July 22, 1939
Gila Almagor, known as the “queen of the Israeli cinema and theater,” is born as Gila Alexandrowitz in Haifa four months after an Arab sniper killed her father, a policeman who immigrated from Germany. Her mother, Chaya, is institutionalized in 1954 after struggling to handle the realization that the Nazis killed all her relatives in the Holocaust, and Gila moves to an educational youth village.
Almagor leaves the youth village for Tel Aviv after two years and is accepted into the Habima Theatre school. She makes her stage debut for Habima at age 17 in “The Skin of Our Teeth.” She marries a former Habima director, Yaakov Agmon, in 1963.
Almagor in 1958 begins a long run at Tel Aviv’s Cameri Theatre, where she establishes herself as a leading lady of the theater. She expands to screen work in 1960 and appears in more than 40 films, including “Munich” and “The Debt,” and 10 television series, such as “In Therapy” and “Nehama.”

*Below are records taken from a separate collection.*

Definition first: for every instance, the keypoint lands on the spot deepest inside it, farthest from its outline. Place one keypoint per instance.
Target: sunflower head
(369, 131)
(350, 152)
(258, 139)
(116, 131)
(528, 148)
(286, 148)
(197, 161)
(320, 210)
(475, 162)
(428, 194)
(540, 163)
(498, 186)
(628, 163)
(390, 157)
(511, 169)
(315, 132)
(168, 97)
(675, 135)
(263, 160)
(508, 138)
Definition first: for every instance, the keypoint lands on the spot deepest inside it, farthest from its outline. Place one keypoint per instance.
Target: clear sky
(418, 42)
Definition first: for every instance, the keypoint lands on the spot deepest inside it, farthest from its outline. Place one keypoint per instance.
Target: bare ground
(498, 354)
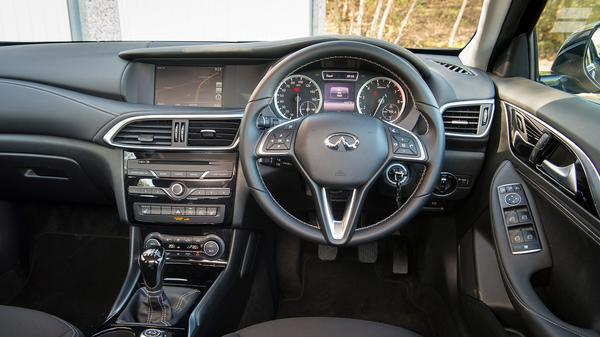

In 1986 she publishes an autobiographical novel, “The Summer of Aviya,” which documents her relationship with her mother. She adapts the novel into a one-woman theatrical performance and a film in which she plays the character based on her mother. Controversy arises when it becomes clear that her mother was a German emigrant but was not a Holocaust survivor as presented in the book. Almagor responds with a second autobiographical novel and film, “Under the Domim Tree,” which wins a National Jewish Book Award in 1995.
She receives a Lifetime Achievement Award from the Israeli Film Academy in 1997 and the Israel Prize for cinema in 2004
Almagor serves on the boards of nonprofit organizations that introduce youths to the arts and is the founder of an organization that fulfills wishes for children with terminal illnesses.